L'histoire du bénitier

Le Bénitier de Gennetines

 

Gennetines est connu dans le Bourbonnais pour son dicton : "Sec comme le bénitier de Gennetines". Bien des légendes courent sur ce dicton.

 

 

- D'aucun disent qu'il s'agit du bénitier de Gennetines, ex-paroisse rattachée à la révolution à la commune de Saint-Plaisir (près de Bourbon l'Archambault) Ce bénitier de la chapelle du château, fruste pierre creusée sans façons ni sculptures, fut monté sur un chariot attelé de quatre bœufs pour aller de Gennetines à saint-Plaisir. Il fallait suivre la lisière d'un bois, par de mauvais chemin boueux de vraie terre bourbonnaise. Arrivés à la moitié du chemin, les bœufs ne voulurent plus avancer. On alla chercher d'autres bœufs, mais les chaînes se rompirent. On déchargea le bénitier et on le laissa dans la haie.

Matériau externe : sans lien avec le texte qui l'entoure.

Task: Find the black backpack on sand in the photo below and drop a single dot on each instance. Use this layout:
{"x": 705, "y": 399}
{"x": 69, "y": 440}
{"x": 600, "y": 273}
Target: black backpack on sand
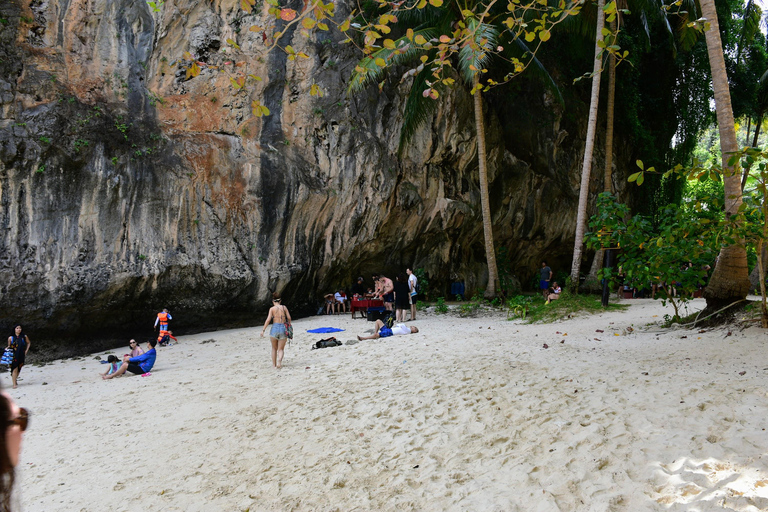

A la fin du siècle dernier, il était surmonté d'une croix au village de la Faie. Comme il n'y avait jamais d'eau dedans, les gens des environs disaient "Sec comme le bénitier de Gennetines". Depuis, un cantonnier de Saint-Plaisir l'a cassé.

 

- D'autres anciens disent à Gennetines que c'est le "bourri" du garde champêtre, habitant à proximité de l'église, qui voyant la porte de cette dernière ouverte, serait venu boire l'eau du bénitier. D'où le dicton "Sec comme..."

 

- D'autres encore disent que ce fameux bénitier était percé...

 

- Mais récemment, j'ai trouvé une lettre datée de 1837 consultable aux archives départementales, dans le dossier (2-0-1605).

 

 

Cette lettre permet de penser que cet adage

 

- est bien attribué à la commune de Gennetines et non à l'ancienne paroisse de Gennetines - Saint-Plaisir, au vu de la lettre du curé de la commune adressée au préfet.

- d'autre part, l'adage serait dû, non pas à des légendes fantaisistes, mais à la pauvreté spirituelle et matérielle des habitants de Gennetines (345 habitants en 1837).

 

+ Pauvreté spirituelle : pas de curé dans la paroisse, celui-ci venant de Moulins ou d'Yzeure par de mauvais chemins, n'était pas à la disposition de ses paroissiens. Il n'y avait pas non plus d'école, d'où un illettrisme important.

 

+ Pauvreté matérielle : quelques propriétaires, pour la plupart habitant Moulins et des métayers plus nombreux, en habitat dispersé. Le bourg ne comprenait à l'époque que l'église, la maison dite "La Cure", trois fermes : Les Paclauds, Les Pitreaux et La Réserve, puis trois maisons.

On peut donc penser que l'entretien de l'église et l'assiduité aux rites religieux passaient au second plan dans la vie des Gennetinois.

 

 

 

Histoire écrite par M. Michel Mauve (parue dans le bulletin municipal 1997).